Thailand’s economy is projected to be 3.1% in 2016 and 3.2% in 2017, compared to 2.8% last year.
- Recovering private consumption and public spending are key drivers of growth in 2016.
- Tourism received a boost with tourist arrivals increasing by 13.1%, mostly from China.
- Agriculture rebounded and turned positive at 0.9% after recovering from a long and severe drought.
- Successful implementation of large public infrastructure projects (dual track rail and rail upgrading nationwide) in 2017 would help crowd in private investment and contribute to a more positive outlook.
- Temporary slowdown and postponement of economic activities during the period of mourning after the passing of His Majesty the King is offset by holiday tax breaks on shopping and domestic tourism at the end of the year.
- Thailand faces headwinds from uncertain economic prospects in the euro area following Brexit and U.S. elections.
- The government’s continued commitment to implementing structural reforms is critical to raising the long-term growth path beyond 4%.
The service sector can serve as a new driver of growth to help Thailand achieve high income status and create new job opportunities.
- The service sector employs as many as 40% of the work force and produces 50% of GDP. In comparison, the manufacturing sector employs only 15% of the work force and produces as much as 35% of GDP.
- The service sector lags behind manufacturing productivity by 30%.

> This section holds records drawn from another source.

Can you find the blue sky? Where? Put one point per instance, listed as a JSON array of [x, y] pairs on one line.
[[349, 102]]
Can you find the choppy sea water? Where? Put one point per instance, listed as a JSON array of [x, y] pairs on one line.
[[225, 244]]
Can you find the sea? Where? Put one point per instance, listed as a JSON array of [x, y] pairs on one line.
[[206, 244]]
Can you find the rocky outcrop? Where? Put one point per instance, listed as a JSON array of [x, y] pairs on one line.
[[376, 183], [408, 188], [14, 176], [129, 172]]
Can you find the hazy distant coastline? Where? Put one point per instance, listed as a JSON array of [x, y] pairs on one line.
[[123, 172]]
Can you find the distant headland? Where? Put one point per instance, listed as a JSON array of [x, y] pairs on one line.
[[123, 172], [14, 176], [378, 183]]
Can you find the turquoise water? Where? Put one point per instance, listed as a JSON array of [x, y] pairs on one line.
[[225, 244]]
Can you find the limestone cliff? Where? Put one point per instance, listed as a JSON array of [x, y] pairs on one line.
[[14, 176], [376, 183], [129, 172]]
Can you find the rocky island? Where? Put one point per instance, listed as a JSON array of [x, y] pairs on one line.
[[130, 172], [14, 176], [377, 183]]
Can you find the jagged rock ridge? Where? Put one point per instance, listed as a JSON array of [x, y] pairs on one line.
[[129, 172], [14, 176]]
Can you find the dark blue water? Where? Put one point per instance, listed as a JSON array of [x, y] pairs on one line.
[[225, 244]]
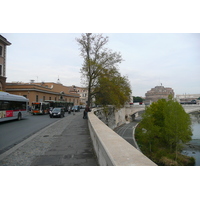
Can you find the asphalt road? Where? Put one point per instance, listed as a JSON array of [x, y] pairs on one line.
[[13, 132]]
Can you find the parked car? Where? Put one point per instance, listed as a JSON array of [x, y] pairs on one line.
[[57, 112], [76, 108]]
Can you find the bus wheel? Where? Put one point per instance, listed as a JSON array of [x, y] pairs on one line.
[[19, 116]]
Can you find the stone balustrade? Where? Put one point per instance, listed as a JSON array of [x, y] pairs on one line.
[[111, 149]]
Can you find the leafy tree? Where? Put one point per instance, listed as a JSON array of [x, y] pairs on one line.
[[137, 99], [165, 127], [97, 59], [112, 89]]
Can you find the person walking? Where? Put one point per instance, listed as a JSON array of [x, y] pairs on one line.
[[85, 115]]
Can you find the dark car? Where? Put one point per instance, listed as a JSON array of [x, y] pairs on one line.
[[57, 112], [76, 108]]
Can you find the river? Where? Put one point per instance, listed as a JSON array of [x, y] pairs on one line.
[[192, 148]]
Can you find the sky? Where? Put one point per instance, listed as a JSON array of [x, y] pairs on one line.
[[150, 59]]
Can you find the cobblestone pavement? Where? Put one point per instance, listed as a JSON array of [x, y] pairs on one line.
[[66, 142]]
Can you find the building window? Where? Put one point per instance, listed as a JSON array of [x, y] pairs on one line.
[[36, 98], [1, 50], [1, 70]]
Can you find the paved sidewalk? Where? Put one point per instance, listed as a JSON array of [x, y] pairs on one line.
[[67, 142]]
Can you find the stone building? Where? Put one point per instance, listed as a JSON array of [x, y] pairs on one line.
[[3, 44], [159, 92], [38, 92]]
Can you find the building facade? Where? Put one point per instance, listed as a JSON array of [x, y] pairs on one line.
[[39, 92], [3, 44], [159, 92]]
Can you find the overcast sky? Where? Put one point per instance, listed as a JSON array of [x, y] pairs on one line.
[[172, 60]]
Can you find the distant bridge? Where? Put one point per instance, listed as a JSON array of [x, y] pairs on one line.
[[134, 109]]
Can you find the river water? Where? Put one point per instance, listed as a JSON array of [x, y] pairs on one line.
[[192, 148]]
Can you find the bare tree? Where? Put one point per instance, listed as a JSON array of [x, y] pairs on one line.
[[96, 58]]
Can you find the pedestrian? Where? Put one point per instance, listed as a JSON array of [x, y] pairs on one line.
[[85, 115], [69, 110]]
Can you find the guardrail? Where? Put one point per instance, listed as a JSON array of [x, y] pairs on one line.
[[111, 149]]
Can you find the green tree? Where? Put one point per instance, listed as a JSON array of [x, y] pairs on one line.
[[137, 99], [112, 89], [166, 127], [96, 59]]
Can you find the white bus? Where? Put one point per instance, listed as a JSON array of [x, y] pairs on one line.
[[12, 106]]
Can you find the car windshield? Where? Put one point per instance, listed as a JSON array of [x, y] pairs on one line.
[[56, 110]]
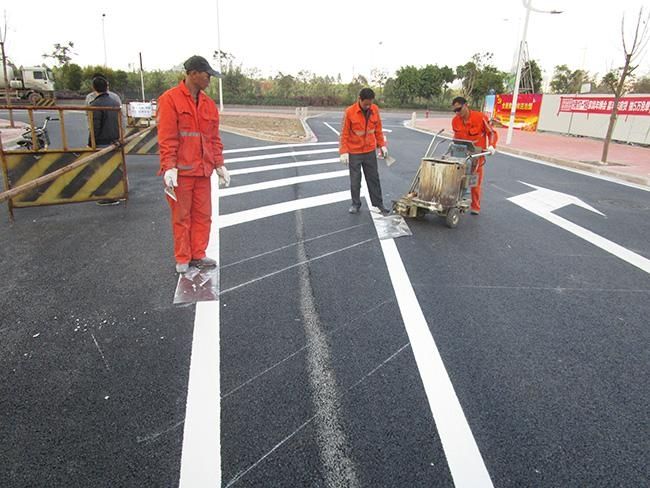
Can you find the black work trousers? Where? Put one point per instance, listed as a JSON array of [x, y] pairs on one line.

- Thailand has a more restricted service market than ASEAN peers and other regions. Some services are also more protected from foreign and domestic competition, in particular professional services and those provided by many state enterprises.
- Thailand has considerable potential to strengthen services, increase productivity and innovations in services if it can provide a supportive regulatory environment for doing business, greater competition, and deeper trade integration through implementation of ASEAN Economic Community commitments and free trade agreements.